I watched a great documentary about the early years of Elvis Presley's career on NH Public TV a couple of nights ago. I'm from the wrong generation to have been starry eyed about Elvis (I was in the 4th grade when the Beatles hit the US, and John Lennon was the one I liked. Actually, I fantasized that the Beatles would be strolling through my neighborhood of Norwood in Warwick, RI, and hear me practicing the piano down in my basement and come pounding on the door to inquire who was making such terrific music. They would beg me to tour with them, and I would pack my bags right then and there. Piano was never my instrument - I think that I would have been better suited to play a fiddle, or something with a bow - and practicing even for just 30 minutes a day was sometimes pure torture. You can see the purpose of my fantasizing...)

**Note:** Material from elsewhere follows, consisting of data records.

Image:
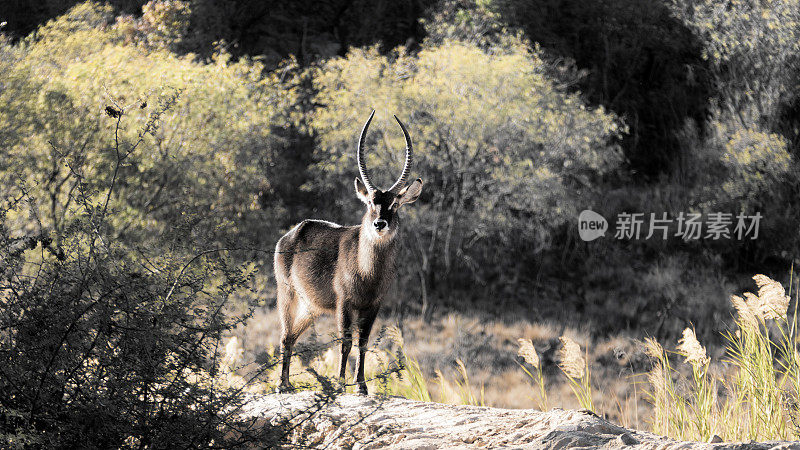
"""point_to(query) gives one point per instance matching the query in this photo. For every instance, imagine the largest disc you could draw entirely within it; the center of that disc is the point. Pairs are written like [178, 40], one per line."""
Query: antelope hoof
[284, 389]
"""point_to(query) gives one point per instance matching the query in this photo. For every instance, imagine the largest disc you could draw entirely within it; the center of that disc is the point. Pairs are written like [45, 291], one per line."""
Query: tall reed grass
[752, 395]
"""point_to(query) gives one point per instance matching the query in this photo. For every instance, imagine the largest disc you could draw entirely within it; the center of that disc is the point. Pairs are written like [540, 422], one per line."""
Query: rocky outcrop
[352, 421]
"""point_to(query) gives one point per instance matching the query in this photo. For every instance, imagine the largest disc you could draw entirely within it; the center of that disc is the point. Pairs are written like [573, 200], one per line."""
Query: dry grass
[750, 390]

Anyhow, Elvis was a little before my time. Funny, he was playing in Providence the day I got married (June 26, 1976), practically next door to the church. That's probably the closest I've ever been to him physically. So I've never given him much thought. Elvis's songs that were popular when I was a teen in the 70's always seemed so cheesy. In the Ghetto is about the only one I can remember, and by then of course he had turned bloated and sequinned. He seemed plain creepy.
In the documentary the other night there were many photographs of Elvis as a very young man - when he was 20 - 21. This was before he'd dyed his hair black (to look more like his idol, Tony Curtis!) before Hollywood, and before he became the cheeseburger addicted icon. I was struck mostly by the vulnerability and the feminine beauty in his face. I really wanted to get out my pastels and draw him. (I had this same impulse watching the great Bob Dylan documentary, seeing him as a young man, too. There is also a feminine quality in his young visage. Is this what the young girls [and some guys!] go crazy for? This almost 50/50 blend of male/female in the features? It's very interesting. I fell for that too, when I was a teen. My first love was very androgenous and quite beautiful).
My point in all this rambling is, I wonder if I could ever make a decent portrait from a photograph? When I make portraits, it is key that people sit for me. I need to see them move, and see how they hold themselves, and see what their face looks like when they speak, etc, etc. I can usually tell when someone works from a photo - the grimacing smile is always a tip off. But then there are artists like Chuck Close and Elizabeth Peyton. Francis Bacon worked from photographs. I suppose I can only try it and see what happens. Elvis has triggered this urge - is painting on velvet next?